For many collectors—both new and experienced—Artsy’s intuitive interface and simple transaction process make it easy to discover a work and add it to their collection, sometimes within minutes.
On forming relationships with galleries online
“Courtesy of Artsy, I’ve developed a recent relationship with Maddox Gallery,” Elroy shares. “I contacted them and they introduced me to [their] stable of artists. I’d just purchased two of Graceland’s works when they turned me on to Dawn Okoro, and I was like, ‘Oh, I like what she does.’ Luckily for me, there was a piece I could afford to purchase. If the price is right, then great—I’ll buy it there and then.”

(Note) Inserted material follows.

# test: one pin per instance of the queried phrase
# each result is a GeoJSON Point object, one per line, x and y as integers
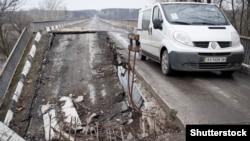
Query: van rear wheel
{"type": "Point", "coordinates": [165, 64]}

In the case of Maddox Gallery, Elroy’s inquiry about a single Graceland work blossomed into a fruitful gallery-collector relationship and built the next block in his growing collection. “I would suggest that all galleries step their game up in terms of replying to inquiries,” he says. “Some galleries have definitely not gotten my business because they haven’t replied in a decent amount of time, or at all.”
Elroy’s opinion is supported by data: Two-thirds of all reported sales on Artsy occur when a gallery responds to a collector within 24 hours.
On what’s next for his collection
“[Artsy] has exposed me to lots of Black American, British, and African artists,” Elroy says. “Black art is really doing well in terms of private collectors. Many of these artists’ works are on Artsy, and a lot of them just say ‘sold,’ ‘sold,’ ‘sold,’ which is good news for the growth and recognition of Black art. There’s a lot I’d like to purchase more of in 2021 and beyond.”
Elroy collects art he loves and aspires to pass that sentiment along to the artists whose works now fill his home. “I hope that the artists I buy from receive the news that their art is selling,” he says. “Your works are valued, your works are coveted, and your works are being sold to people on Artsy.”